La preocupación que se percibe en esferas del oficialismo por el lento repunte de la actividad encontró, por el momento, respuestas limitadas. El impulso a las obras en rutas concesionadas por peaje, la aparición de cuotas para consumo en la banca oficial y el paulatino descenso de las tasas de interés, herramientas que el equipo económico empezó a poner en juego, chocan contra una realidad: el escaso poder de compra que tienen (y tendrán por un tiempo) numerosas familias argentinas.
El dato del aumento en la mora bancaria rebota en los medios desde hace semanas. Pero un informe de Fidelitas reveló por qué está tan extendida la preocupación en el sistema financiero: en el 13,2% promedio anotado en febrero (último dato formal) un 19,2% son personas físicas y 4,2% son empresas.

La razón de esta brecha es que las compañías han tenido chance de obtener mejores condiciones para refinanciar sus pasivos. Las personas no.
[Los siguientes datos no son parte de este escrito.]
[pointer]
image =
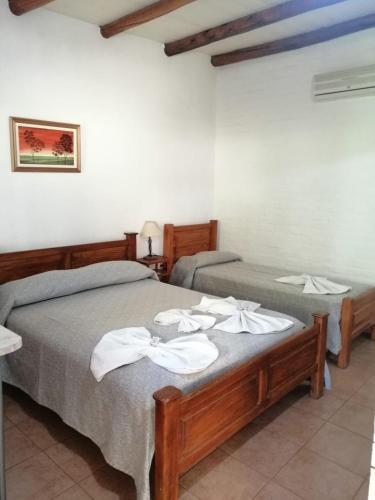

De hecho, el reporte expone que 54% de la cartera irregular está en categoría 4 y 5, lo que en la jerga financiera significa que son prácticamente irrecuperables.
Si se mira la situación por distribución geográfica, el porcentaje más alto de mora está en La Rioja, Catamarca y San Luis, con números que van del 24% al 27%, seguidos por Santa Cruz y San Juan. Se trata de distritos donde prima el empleo público y escasea la tracción de fondos para sanear esta situación.
De los 10 millones de familias afectadas, 28% están en categoría 2, lo que implica atrasos de hasta 90 días que pueden ser recuperados con gestión activa. Para el resto, cualquier posible solución implica esfuerzos y decisiones de otra naturaleza.